In this model the amyloid plaques form secondary to the toxicity of the metals and hence are a symptom of the problem, not directly pathogenic in and of themselves.
Trial evidence to date
Solanezumab has completed two phase 3 trials, Expedition 1 and 2. 2052 patients were recruited into these trials and there was no significant benefit seen from the administration of Solanezumab. In a sub-group analysis of patients with mild Alzheimer's dementia LLY showed a 34% slowing in cognitive decline. Expedition 3 is designed to test this theory that Solanezumab needs to be given early in the course of Alzheimer's dementia to have benefit.
A further criticism of Expedition 1 and 2 and its negative result was that patients were not screened as to the levels of amyloid plaques in their brain. Some of the patients recruited may not have had a significant plaque burden and hence Solanezumab would not have been of benefit.
I have discussed in more detail here about the results of the PBT2 but in summary it showed a dose dependent improvement in executive function in its phase 2a trial. Its phase 2b IMAGINE trial is a proof of mechanism of action trial that is due to report this month.
Figure 1. Phase 2a results for PBT2 showing a dose dependent improvement in executive function.
Size of addressable market
Solanezumab has already failed in its previous phase 3 trials and hence now has a smaller target population, namely patients with mild Alzheimer's dementia. The ageing population and the prevalence of Alzheimer's dementia means that this would still be a blockbuster indication as millions of people could potentially end up taking Solanezumab until their dementia progressed.
PBT2 has yet to reach phase 3 trials but like Solanezumab it also seems to have more benefit in patients with mild Alzheimer's dementia. This does not mean that PBT2 would not work in patients with more severe dementia and it also has shown some activity in patients with Huntington's disease. To read more about the results of PRAN's phase 2 trial of PBT2 in Huntington's disease please follow this link.

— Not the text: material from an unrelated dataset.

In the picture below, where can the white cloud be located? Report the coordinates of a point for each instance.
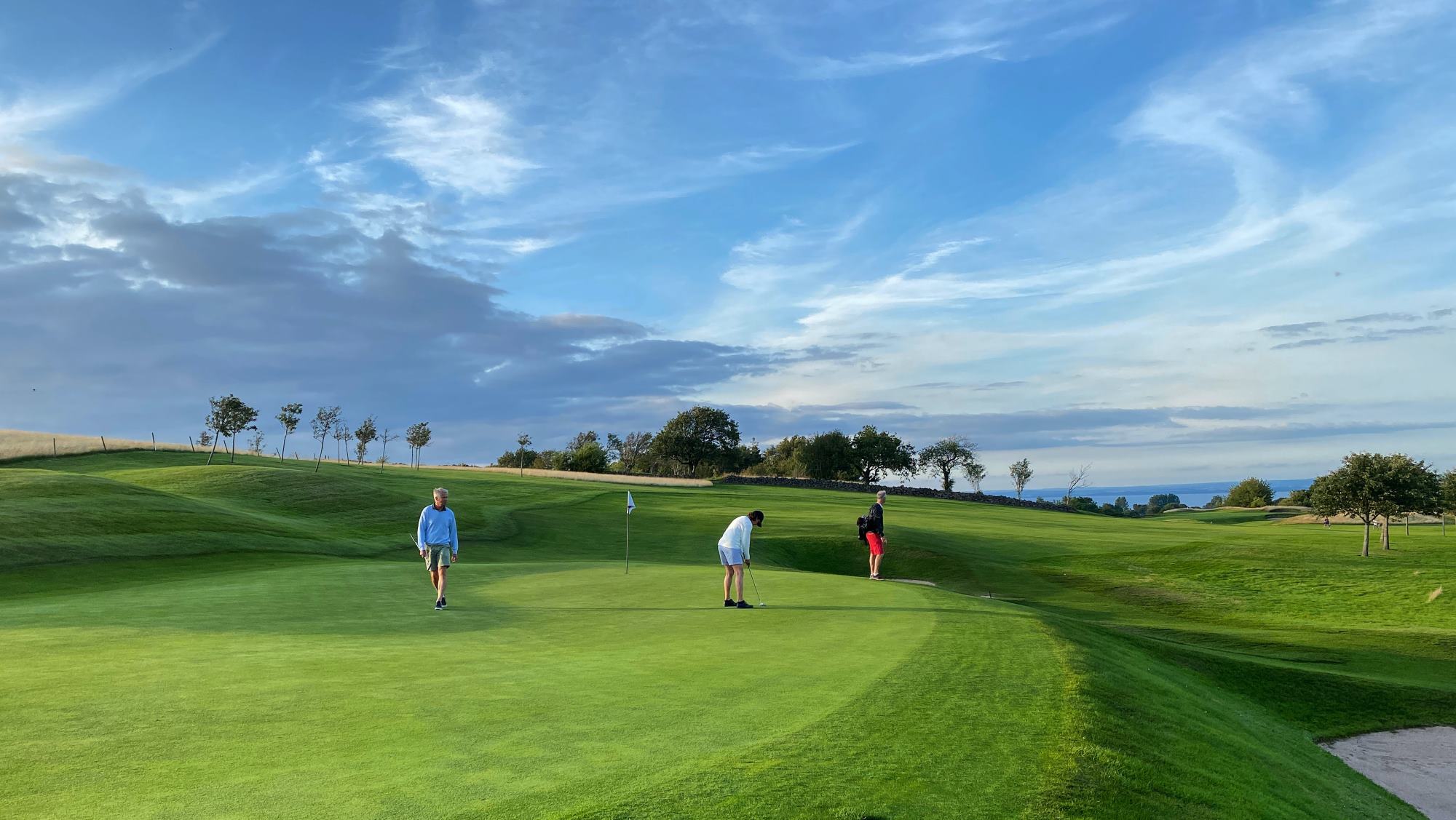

Neurodegeneration is the holy grail for pharmaceutical companies but the success rate has been very low. This has led to the FDA giving guidance that they have lowered the bar in terms of the efficacy they would expect before they would approve a drug for Alzheimer's disease.
We will have to wait until the results of Expedition 3 to see if Solanezumab works in patients with mild Alzheimer's dementia. LLY was willing to fund this trial because it knows that the rewards will be rich if it were to be successful.
For PRAN success for PBT2 would be phenomenal for its share price. It would also see the metals hypothesis added to the list of quirky ideas like Helicobacter Pylori causing ulcers and the Human Papilloma Virus causing cervical cancer backed by Aussies that turned out to be true.
That day is still far away for PBT2 but with the impending release of PRAN's IMAGINE trial results the goal is now in sight. PBT2 has likely has shown enough efficacy to date to warrant the funding of a phase 3 trial but we will have to wait until the IMAGINE trial results are in.
Disclosure: I am long PRAN. I wrote this article myself, and it expresses my own opinions. I am not receiving compensation for it (other than from Seeking Alpha). I have no business relationship with any company whose stock is mentioned in this article.